One in three business school students surveyed believe they lack the digital skills now required for jobs in Industry 4.0.
90% of these students believe technical skills like data analytics and search engine marketing are now considered ‘entry-level’ requirements, which they feel under-prepared for.
What is Industry 4.0?
Industry 4.0, or the Fourth Industrial Revolution, defines the new wave of technological advancements and digital tools, including the Internet of Things (IoT), artificial intelligence, and machine learning, that are impacting businesses and organizations in the 21st century.
These constantly evolving tech tools are changing business processes and leaving some students feeling ill-prepared to enter the business world after graduating, reveals the new Highered survey.
In the survey of 1,060 business school students—including undergraduates and postgraduates—from across the world, Highered asked whether students felt prepared to enter this technologically advanced job market and how their education provider supports them.
Why do students feel unprepared?
The survey results showed that business school students thought their knowledge gaps lay within data analysis and interpretation (15%) and understanding new and emerging technology (13%).
86% of job seekers believed a degree alone wouldn’t provide the necessary foundations to launch a career in their desired industry.
“If we are going to help students find jobs in the new digital economy, they need career development and training that’s tailored to employer requirements but is also personalized to their level of skills,” says Amber Wigmore Alvarez, chief talent officer at Highered.
When respondents were asked about how universities and business schools could better prepare students for careers within Industry 4.0, the majority (65%) suggested the integration of employment skills into degree programs, closely followed by internship opportunities (57%), and consulting projects (55%).

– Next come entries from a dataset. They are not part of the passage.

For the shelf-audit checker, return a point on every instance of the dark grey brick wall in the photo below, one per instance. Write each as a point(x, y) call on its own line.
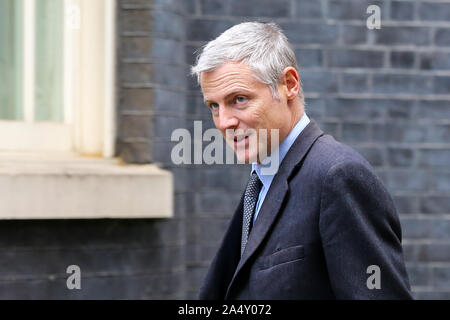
point(385, 92)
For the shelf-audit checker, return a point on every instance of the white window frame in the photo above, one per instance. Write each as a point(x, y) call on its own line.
point(89, 81)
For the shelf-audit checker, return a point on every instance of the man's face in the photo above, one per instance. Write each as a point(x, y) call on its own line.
point(241, 103)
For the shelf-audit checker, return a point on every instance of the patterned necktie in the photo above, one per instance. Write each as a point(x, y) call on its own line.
point(250, 198)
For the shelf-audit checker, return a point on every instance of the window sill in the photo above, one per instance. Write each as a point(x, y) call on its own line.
point(67, 186)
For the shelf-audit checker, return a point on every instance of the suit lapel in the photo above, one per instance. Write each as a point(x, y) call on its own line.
point(277, 194)
point(224, 264)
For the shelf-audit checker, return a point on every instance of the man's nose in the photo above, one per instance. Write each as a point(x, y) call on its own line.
point(226, 119)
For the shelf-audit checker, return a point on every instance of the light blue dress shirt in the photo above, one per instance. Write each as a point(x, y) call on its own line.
point(282, 150)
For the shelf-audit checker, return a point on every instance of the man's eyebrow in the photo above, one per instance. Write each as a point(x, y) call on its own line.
point(230, 94)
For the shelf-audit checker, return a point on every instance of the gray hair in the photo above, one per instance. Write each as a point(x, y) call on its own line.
point(263, 46)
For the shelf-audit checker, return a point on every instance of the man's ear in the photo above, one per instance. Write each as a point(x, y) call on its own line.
point(291, 82)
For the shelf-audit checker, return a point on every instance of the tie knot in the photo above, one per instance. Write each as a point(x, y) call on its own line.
point(254, 185)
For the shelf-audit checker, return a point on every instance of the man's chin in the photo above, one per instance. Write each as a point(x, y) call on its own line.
point(246, 157)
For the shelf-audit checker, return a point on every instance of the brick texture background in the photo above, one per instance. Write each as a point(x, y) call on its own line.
point(384, 92)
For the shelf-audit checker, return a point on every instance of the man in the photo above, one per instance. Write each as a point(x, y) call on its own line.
point(323, 226)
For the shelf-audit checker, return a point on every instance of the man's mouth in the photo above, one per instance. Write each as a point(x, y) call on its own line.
point(240, 139)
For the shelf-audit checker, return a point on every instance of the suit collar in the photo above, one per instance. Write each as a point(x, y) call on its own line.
point(277, 194)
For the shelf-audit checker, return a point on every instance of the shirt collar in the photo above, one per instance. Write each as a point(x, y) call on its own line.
point(282, 150)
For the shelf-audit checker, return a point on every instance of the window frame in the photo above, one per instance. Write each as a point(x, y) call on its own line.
point(89, 85)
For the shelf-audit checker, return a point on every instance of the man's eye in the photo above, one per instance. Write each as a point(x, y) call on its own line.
point(214, 106)
point(240, 99)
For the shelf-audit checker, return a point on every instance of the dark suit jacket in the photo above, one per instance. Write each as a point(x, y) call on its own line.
point(325, 219)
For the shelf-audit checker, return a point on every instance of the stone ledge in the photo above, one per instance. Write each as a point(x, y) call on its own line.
point(63, 186)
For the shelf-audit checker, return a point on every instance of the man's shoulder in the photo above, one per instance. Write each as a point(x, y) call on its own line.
point(327, 153)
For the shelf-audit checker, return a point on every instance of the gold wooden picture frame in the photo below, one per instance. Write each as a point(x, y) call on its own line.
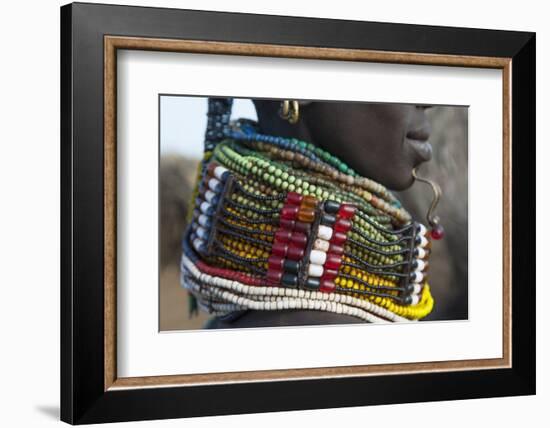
point(92, 391)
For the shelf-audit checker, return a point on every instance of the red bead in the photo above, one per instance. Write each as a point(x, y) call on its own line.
point(327, 286)
point(275, 263)
point(295, 253)
point(211, 167)
point(293, 198)
point(306, 214)
point(299, 239)
point(279, 249)
point(286, 224)
point(333, 261)
point(289, 212)
point(437, 232)
point(342, 225)
point(302, 227)
point(338, 238)
point(335, 249)
point(347, 211)
point(329, 274)
point(283, 235)
point(274, 276)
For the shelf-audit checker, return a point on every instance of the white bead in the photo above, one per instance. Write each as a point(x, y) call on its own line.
point(324, 232)
point(201, 233)
point(204, 207)
point(418, 277)
point(422, 229)
point(423, 241)
point(203, 220)
point(213, 184)
point(317, 257)
point(209, 195)
point(218, 172)
point(321, 245)
point(314, 270)
point(197, 243)
point(420, 265)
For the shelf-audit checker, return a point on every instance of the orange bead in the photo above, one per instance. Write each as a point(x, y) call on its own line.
point(309, 201)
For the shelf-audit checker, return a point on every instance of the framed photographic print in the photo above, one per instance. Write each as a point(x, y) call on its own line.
point(265, 213)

“Partnerships between universities, business schools, and employers will be critical,” says Amber.
What are business schools doing to help prepare students for Industry 4.0?
Despite the survey results, many MBA and business masters programs focus on developing the digital skills and technological aptitude of students.
MBA alum Johana Ossma, who completed an MBA internship in Industry 4.0 during her time at Italy’s POLIMI Graduate School of Management, said her business degree helped her develop key skills like communicating in an international environment and with different stakeholders. These are skills which will be crucial when helping companies implement new tech processes, she believes.
Some business schools even offer programs specifically linked to Industry 4.0, such as the EU Business School MBA in Blockchain Management. For grad Intan Puspitasari, this program helped her launch into an MBA job in digital innovation.
The specialized MBA program at EU Business School provides students with an in-depth understanding of blockchain as an emerging technology, preparing students for a variety of careers in the future business sphere.
For business masters students, WU Executive Academy in Vienna has recently launched a master’s degree in the metaverse, in partnership with EdTech firm Tomorrow’s Education.
During the program, students take courses on sustainability, entrepreneurship, and technology. Students study topics like Technology Revolutions, Ethics and Economics of AI, and Data Structures and Algorithms. The master’s program also offers practical projects, which include creating a plan to implement AI within a company.
Despite the challenges presented by Industry 4.0, students are increasingly positive about their job prospects. Compared to recent years, the Highered survey shows that almost half of students (49%) believed they were now more confident about securing employment.
Enrolling in an MBA or business master’s program that offers tech-focused courses may provide the key to launching a career within a digitally transformed business world.